The design and preparation of an asymmetrically substituted and bulky phosphinine was achieved by introducing sterically demanding substituents into specific positions of a rigid phosphorus‐heterocyclic framework. Compound 5 shows, at the same time, axial chirality and a sufficiently high energy barrier for internal rotation to prevent enantiomerization. Both enantiomers of 5 were isolated by means of chiral analytical HPLC, and their absolute configurations could be assigned by combining experimental data and DFT calculations. Despite its substitution pattern, 5 can still coordinate to transition‐metal centers through the lone pair of electrons on the phosphorus atom.
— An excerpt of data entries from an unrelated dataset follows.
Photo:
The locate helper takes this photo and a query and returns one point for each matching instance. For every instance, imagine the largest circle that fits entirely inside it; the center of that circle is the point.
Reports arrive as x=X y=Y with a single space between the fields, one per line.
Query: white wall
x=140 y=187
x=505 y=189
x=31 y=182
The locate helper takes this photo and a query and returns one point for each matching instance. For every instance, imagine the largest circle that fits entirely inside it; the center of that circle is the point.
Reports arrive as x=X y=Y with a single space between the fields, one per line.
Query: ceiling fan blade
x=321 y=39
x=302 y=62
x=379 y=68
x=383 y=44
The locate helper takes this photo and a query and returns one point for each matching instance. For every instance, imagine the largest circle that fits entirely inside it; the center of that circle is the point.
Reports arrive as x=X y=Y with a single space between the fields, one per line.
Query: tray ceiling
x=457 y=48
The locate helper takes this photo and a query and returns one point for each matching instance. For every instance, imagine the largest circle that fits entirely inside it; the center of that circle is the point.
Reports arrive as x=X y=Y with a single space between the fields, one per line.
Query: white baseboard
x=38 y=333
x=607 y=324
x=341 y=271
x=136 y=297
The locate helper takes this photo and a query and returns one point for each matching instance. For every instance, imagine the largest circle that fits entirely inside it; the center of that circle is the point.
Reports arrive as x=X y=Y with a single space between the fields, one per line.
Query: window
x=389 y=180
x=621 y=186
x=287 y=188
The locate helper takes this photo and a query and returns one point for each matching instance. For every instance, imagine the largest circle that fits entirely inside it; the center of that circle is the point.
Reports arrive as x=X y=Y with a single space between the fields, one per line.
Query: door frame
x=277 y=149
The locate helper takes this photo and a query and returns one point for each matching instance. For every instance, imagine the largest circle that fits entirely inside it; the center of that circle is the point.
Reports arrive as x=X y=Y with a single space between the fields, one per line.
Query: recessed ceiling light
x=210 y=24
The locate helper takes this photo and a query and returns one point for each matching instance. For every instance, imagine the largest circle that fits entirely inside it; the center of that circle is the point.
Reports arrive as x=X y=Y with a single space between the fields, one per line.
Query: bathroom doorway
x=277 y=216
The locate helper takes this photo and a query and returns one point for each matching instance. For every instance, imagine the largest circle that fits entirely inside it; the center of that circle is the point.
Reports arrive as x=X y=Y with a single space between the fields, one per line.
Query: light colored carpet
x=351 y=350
Rapid CH activation on the adjacent aryl substituent at the 2‐position of the phosphorus heterocycle was achieved by using [{Cp*IrCl2}2] (Cp*=1,2,3,4,5‐pentamethylcyclopentadienyl) as a metal precursor. A racemic mixture of 5 was applied as a π‐accepting low‐coordinate phosphorus ligand in the Rh‐catalyzed hydroformylation of trans‐2‐octene, which showed a clear preference for the formation of 2‐methyloctanal. Bulky phosphinines: An asymmetrically substituted, bulky, and atropisomeric phosphinine has been prepared and characterized (see figure). Rapid CH activation on the 2‐aryl substituent of the phosphorus heterocycle was achieved with [{Cp*IrCl2}2] (Cp*=1,2,3,4,5‐pentamethylcyclopentadienyl) as a metal precursor. A racemic mixture of the phosphinine acted as a π‐accepting low‐coordinate phosphorus ligand in the Rh‐catalyzed hydroformylation of 2‐octene.